By far the greater number of stable sicknesses are brought about by a persistent giving of indigestible food, while the remainder are, as a rule, due to exposure, cold, and chills. Indigestion can only be cured by careful dieting, and by giving water (if that liquid is, as is customary, administered at stated intervals) before instead of after each meal. By this method the gastric juices are given fair play, which by any other can not be the case.

Ordinary cold, which shows itself precisely as in the human subject, should be treated by clothing the body, bandaging the legs, suspending corn diet, and giving warm mashes, with occasionally a little nitre (half-an-ounce will be sufficient) introduced. If sore throat exists, a mustard poultice ought to be applied. By attending early to this common complaint, the evils attendant upon chronic cough may be averted.

Inflamed and congested lungs, bronchitis, and other dangerous chest maladies should be at once treated by a surgeon; but pending his arrival, a good deal of danger may be staved off by applying strong mustard poultices, keeping up the surface circulation, and admitting plenty of pure air.

I regard ringbone, glanders, roaring, and whistling, as altogether incurable, although the second is the only one that will prevent a horse from working, the other three being merely partial disablements. A glandered animal should at once be separated from his fellows, and, as a precautionary measure, destroyed.

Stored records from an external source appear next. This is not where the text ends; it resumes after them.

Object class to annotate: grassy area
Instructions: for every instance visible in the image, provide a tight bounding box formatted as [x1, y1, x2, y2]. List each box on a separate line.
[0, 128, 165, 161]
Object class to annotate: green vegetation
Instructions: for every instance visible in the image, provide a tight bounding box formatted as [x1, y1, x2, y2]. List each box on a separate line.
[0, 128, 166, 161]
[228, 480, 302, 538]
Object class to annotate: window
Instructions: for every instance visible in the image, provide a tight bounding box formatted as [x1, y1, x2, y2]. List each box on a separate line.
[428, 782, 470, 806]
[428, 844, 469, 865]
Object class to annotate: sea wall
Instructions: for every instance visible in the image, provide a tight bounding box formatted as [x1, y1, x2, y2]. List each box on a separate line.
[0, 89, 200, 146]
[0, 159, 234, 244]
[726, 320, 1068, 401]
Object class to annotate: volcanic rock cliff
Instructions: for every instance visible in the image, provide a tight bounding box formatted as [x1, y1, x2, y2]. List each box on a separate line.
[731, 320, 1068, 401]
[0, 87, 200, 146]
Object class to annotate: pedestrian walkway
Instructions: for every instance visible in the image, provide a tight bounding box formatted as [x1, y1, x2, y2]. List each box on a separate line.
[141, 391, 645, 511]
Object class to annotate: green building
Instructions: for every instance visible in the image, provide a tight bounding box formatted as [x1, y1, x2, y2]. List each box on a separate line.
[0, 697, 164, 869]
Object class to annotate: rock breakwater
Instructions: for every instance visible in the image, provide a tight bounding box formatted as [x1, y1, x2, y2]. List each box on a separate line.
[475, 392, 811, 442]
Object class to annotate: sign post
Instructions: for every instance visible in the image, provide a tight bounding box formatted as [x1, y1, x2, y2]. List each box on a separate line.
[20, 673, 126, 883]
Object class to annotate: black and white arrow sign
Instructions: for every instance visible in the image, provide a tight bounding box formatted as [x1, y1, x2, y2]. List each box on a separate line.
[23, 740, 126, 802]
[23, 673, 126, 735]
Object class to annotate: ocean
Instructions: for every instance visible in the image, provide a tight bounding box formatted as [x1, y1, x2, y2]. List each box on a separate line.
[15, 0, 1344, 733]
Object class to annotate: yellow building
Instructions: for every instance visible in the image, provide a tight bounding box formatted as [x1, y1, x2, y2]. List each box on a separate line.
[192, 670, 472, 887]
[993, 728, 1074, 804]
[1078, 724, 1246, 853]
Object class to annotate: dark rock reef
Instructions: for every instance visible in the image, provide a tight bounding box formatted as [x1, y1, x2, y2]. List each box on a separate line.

In case of worms, a dose of about four drachms of areca nut, prepared with a grater, should be given every alternate day, mixed well through a soft and tempting mash. If this is not found sufficiently powerful it may be increased, and a pint of linseed oil given to the patient. All “worm medicines” should be banished from the stable.

Diarrhœa may be speedily arrested by giving bicarbonate of potash in small half-ounce doses.

Where colic occurs there is often great internal suffering. A pint of warm gruel should be at once prepared, and in it put an ounce of tincture of opium and oil of turpentine, together with double that quantity of nitric ether. The horse should be walked about as much as possible, and his attention distracted from his pain. If the attack continues obstinate, the dose must be repeated.

Inflammation of the gums, or bars of the mouth, commonly called lampass, is a very general ailment, and when horses are suffering from it they will not eat. I have never tried any treatment except a gentle aperient and a mash diet, except in one or two extreme cases where a lance was applied. The old remedies of a hot iron or an iron nail were mere symbols of cruel barbarism.

Navicular disease cannot be cured, but it may be mitigated by blistering the coronet; and a horse affected by it may be made to go sound for awhile by dividing the sensitive nerves that supply the feet: an operation for which the services of a skilled V.S. will be, of course, imperative.

Foot-fever is another ailment that ought not to be trifled with. Before the arrival of the surgeon, get the shoes taken off, the feet put into warm poultices, and administer a purgative medicine.